French GM-fed rat study triggers furore
- Published
A furious row has erupted over a French study claiming to have found tumours and other problems in rats fed on genetically modified maize and exposed to a common, associated herbicide.
The rodents ate the GM diet over a two-year period - a normal lifetime.
The study's length made its results far more reliable than previous research, said team-leader Gilles-Eric Seralini.
But independent scientists criticised the work for its statistical methods and for using the wrong type of rat.
They said the albino Sprague-Dawley strain of animal had a tendency to develop cancers, especially the mammary tumours seen in some of the study subjects.
A paper detailing the investigation has been published in the peer-reviewed journal Food and Chemical Toxicology, external.
Different diets
It describes how groups of rodents were given a diet that included the engineered maize known as NK603.
This is a product of the big agrochemical business Monsanto, which has modified the genetics of the plant so that it can resist the company's herbicide Roundup. The biotech innovation has allowed farmers to spray their fields and kill off weeds without harming the crop.
Prof Seralini and colleagues examined 200 rats in their research.
Some ate engineered maize sprayed with Roundup; some ate just the GM maize with no herbicide present; and a third group consumed no GM material but had traces of Roundup introduced into their drinking water. A fourth group acted as the control, and ingested a non-GM maize and non-tainted water.
The two-year study length was designed to match the expected lifetime of a standard rat - far longer than the usual 90-day trials conducted by industry, the team said.
The French scientists found that the rats fed on a diet containing the herbicide-tolerant GM maize, or given water containing Roundup considered safe in drinking water and GM crops in the US, died sooner than the rats fed just the standard diet.
Fifty percent of males and 70% of females died prematurely, compared with only 30% and 20% in the control group.
Study fallout
The researchers also described late-developing, large mammary tumours and severe liver and kidney damage. The tumours, although not metastasizing (spreading to other parts of the body) were said to be big enough to impede organ function in the affected rats.
Prof Seralini said the results showed that genetic modification needed to be studied far more carefully than at present and over far longer timescales.
"I think these are very important findings," commented Dr Michael Antoniou, a molecular biologist at Kings College, London, who acted as an adviser to Seralini's team.

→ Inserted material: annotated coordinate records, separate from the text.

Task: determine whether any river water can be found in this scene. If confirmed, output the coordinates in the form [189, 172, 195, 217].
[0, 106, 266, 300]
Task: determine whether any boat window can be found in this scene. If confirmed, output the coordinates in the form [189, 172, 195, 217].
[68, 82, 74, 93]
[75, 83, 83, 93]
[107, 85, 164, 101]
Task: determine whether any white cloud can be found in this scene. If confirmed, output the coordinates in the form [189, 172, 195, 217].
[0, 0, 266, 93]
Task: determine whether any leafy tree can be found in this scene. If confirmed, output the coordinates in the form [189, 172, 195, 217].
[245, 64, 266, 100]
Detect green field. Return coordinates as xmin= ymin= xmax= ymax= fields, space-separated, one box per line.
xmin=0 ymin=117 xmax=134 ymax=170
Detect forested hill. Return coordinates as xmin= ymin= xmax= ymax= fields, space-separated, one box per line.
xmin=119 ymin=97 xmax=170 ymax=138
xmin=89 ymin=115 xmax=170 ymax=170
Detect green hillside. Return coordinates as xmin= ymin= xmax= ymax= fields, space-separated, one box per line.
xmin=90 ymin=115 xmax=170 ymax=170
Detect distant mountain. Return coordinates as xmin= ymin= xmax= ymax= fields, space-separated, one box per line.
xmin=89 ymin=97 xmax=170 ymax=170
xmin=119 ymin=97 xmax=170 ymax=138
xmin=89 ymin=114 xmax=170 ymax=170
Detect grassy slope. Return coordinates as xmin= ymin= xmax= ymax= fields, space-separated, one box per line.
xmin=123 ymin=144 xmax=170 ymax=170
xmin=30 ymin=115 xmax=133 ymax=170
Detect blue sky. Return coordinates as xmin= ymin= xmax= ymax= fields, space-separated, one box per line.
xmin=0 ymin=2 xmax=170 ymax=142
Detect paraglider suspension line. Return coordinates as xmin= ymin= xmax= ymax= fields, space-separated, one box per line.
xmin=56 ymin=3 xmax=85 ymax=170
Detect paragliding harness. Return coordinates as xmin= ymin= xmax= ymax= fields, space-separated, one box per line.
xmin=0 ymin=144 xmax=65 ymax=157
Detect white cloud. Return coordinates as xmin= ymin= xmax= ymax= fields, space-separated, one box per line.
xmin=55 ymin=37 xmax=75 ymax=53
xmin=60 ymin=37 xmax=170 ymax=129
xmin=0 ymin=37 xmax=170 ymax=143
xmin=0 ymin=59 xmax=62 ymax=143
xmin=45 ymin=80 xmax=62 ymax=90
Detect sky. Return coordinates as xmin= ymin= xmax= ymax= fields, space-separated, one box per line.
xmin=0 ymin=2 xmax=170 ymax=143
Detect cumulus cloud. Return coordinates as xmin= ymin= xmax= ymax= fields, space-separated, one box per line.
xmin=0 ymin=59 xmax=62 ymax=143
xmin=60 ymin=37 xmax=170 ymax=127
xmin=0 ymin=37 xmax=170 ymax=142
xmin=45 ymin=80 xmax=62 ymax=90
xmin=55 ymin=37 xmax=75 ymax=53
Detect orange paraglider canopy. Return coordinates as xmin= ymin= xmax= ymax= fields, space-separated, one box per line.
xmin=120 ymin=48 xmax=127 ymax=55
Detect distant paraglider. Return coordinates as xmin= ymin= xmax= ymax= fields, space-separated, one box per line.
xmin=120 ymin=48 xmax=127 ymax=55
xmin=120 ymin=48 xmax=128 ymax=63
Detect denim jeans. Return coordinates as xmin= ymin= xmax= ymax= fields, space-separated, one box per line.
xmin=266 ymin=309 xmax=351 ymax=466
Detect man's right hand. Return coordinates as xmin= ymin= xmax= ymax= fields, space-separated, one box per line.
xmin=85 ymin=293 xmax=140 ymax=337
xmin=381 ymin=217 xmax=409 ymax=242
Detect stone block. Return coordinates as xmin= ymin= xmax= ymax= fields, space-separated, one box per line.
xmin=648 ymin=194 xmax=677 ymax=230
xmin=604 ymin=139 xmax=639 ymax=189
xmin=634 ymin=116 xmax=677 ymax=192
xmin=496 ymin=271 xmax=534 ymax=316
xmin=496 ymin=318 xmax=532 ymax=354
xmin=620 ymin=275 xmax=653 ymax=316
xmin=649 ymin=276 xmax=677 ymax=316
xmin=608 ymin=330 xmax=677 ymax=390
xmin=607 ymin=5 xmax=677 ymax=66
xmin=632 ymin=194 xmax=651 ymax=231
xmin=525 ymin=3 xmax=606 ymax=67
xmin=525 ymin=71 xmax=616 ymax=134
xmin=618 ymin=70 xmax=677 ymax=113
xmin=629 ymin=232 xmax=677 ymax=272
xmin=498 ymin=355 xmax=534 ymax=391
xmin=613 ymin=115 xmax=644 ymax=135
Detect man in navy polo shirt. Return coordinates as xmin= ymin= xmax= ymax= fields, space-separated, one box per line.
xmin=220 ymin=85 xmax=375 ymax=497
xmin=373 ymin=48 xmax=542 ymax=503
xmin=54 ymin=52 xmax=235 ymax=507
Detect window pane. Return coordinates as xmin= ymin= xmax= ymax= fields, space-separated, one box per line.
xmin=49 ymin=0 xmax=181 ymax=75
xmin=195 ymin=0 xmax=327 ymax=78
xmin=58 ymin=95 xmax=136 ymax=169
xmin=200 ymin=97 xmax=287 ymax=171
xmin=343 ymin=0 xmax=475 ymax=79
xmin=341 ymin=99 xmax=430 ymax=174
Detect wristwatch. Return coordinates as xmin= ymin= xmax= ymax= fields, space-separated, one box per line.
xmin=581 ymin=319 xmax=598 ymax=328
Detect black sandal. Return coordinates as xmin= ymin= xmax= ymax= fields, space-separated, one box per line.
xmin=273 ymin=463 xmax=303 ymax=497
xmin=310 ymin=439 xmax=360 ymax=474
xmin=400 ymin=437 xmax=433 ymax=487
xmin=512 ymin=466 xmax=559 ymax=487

"At the very least, what this study highlights is: firstly, the need to test all GM crops in two-year, lifelong studies; and, secondly, when looking at testing the toxicity of herbicides/pesticides, we need to test the full agricultural formulation and not just the active ingredient."
The latter remark is a reference to earlier studies which tested only the glyphosate component of Roundup in trials, as opposed to the complete commercial product used in the French study.
But the publication of the work has met a barrage of criticism by other researchers, who have taken issue with the statistical methods employed in the paper.
Media restriction
They also questioned the choice of rat, which they said was well known to develop cancers, particularly if its diet was not well controlled. In addition, the small size of the control group - just 20 animals - made it difficult to draw any conclusions of significance, they argued.
And there was disapproval of the emotive way in which some of the results were presented in the paper, specifically pictures of rats with large tumours.
"The most evocative part of the paper is those pictures of tumorigenesis," said Prof Maurice Moloney from Rothamsted Research, where much UK GM study is undertaken.
"They give the impression that this never happens in controls. I'd be surprised if it didn't, but that ought to be explicitly demonstrated, and if there was a control that ended up showing similar kinds of tumorigenesis then a picture of that rat should be shown as well, just so we can see if there are any qualitative differences between them."
In a move regarded as unusual by the media, the French research group refused to provide copies of the journal paper to reporters in advance of its publication, unless they signed non-disclosure agreements. The NDAs would have prevented the journalists from approaching third-party researchers for comment.
In the event, French media broke the 1300 GMT embargo and ran stories early on Wednesday morning.